The big fire of 2000 didn't help all this either, opening up issues of increased erosion/runoff, etc.

How this compares to Rocky Flats, Hanford, Oak Ridge, etc. is a totally different question. And how it compares to Love Canal, etc. is also a totally different question. How it compares to living in any major metropolitan area in the US (or world) is another matter. How it compares to eating a typical modern diet (including hormone/pesticide/herbicide)-laden food, living in a home built without an understanding of Radon or Asbestos or ..., or how it compares to just the modern stress of a blameful, hateful, isolating, competitive society is another question.

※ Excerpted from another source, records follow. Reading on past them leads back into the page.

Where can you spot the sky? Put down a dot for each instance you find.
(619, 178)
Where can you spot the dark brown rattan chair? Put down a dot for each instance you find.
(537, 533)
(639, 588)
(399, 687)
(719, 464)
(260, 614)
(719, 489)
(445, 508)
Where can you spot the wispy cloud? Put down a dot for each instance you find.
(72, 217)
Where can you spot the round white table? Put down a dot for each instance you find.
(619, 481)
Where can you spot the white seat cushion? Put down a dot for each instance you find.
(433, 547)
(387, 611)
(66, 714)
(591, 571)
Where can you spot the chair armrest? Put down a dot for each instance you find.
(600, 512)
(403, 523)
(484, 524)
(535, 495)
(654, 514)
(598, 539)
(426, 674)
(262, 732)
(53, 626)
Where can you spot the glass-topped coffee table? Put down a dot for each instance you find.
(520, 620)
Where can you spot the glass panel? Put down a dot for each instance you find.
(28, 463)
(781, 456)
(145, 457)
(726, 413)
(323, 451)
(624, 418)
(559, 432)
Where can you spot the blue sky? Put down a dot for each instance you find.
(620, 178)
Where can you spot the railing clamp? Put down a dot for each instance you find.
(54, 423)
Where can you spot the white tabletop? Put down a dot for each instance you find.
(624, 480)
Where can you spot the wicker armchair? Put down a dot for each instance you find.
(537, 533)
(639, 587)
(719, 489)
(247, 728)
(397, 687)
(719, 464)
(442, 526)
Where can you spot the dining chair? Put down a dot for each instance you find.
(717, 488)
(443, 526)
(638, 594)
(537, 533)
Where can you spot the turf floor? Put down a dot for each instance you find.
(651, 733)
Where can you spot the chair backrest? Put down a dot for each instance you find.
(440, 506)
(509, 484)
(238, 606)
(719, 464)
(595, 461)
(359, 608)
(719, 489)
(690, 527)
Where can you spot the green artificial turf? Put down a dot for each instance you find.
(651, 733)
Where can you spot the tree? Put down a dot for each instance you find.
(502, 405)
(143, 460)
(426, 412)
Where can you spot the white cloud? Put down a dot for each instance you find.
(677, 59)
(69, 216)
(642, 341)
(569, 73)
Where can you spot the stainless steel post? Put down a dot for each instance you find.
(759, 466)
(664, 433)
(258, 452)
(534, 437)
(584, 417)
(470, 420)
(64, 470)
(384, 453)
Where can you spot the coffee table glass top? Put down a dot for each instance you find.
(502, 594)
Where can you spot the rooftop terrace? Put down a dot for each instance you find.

I presume that Semipalatinsk (and the myriad test sites throughout the former soviet Union, like our own Nevada Test site and dozens more, especially from the Plowshare era) suffers from many of the same things I suggest above, though differently, not discovering runaway consumerism until much more recently...

For a "real good time" open http://www.johnstonsarchive.net/nuclear/tests/WRJ_nuclear_tests.kml in Google Earth and take a virtual tour of *thousands* of tests around the world, mostly in the 50's and 60's.

I'm far from being an apologist for nuclear waste generation or irresponsible high-tech activities, but I'm also prone to want it *all* out on the table. Homo Sapiens, despite our incredible range of creativity (because of it?) seems to be a very self-destructive creature who not only shits (toxic/radiologically) where it eats but does it gleefuly with big fat stories about how good one behaviour or another is for the planet/humanity/economy/etc. If anthropogenic global climate change is as bad as it looks like it might be, the effects of nuclear tests are a blip. Our agribusinessed global food supply, past, present and future may be many times worse for us than the all too well known (but not?) nuclear waste/test threats.
Is it a controversial topic in Santa Fe?

< ;^) >

No, nobody seems to discuss it at all.  It is generally a non-issue

</ ;^) >

Actually it got kind of tired and I think Bush II, the Iraq War, Global Climate Change, GMO, etc. eclipsed it as a topic.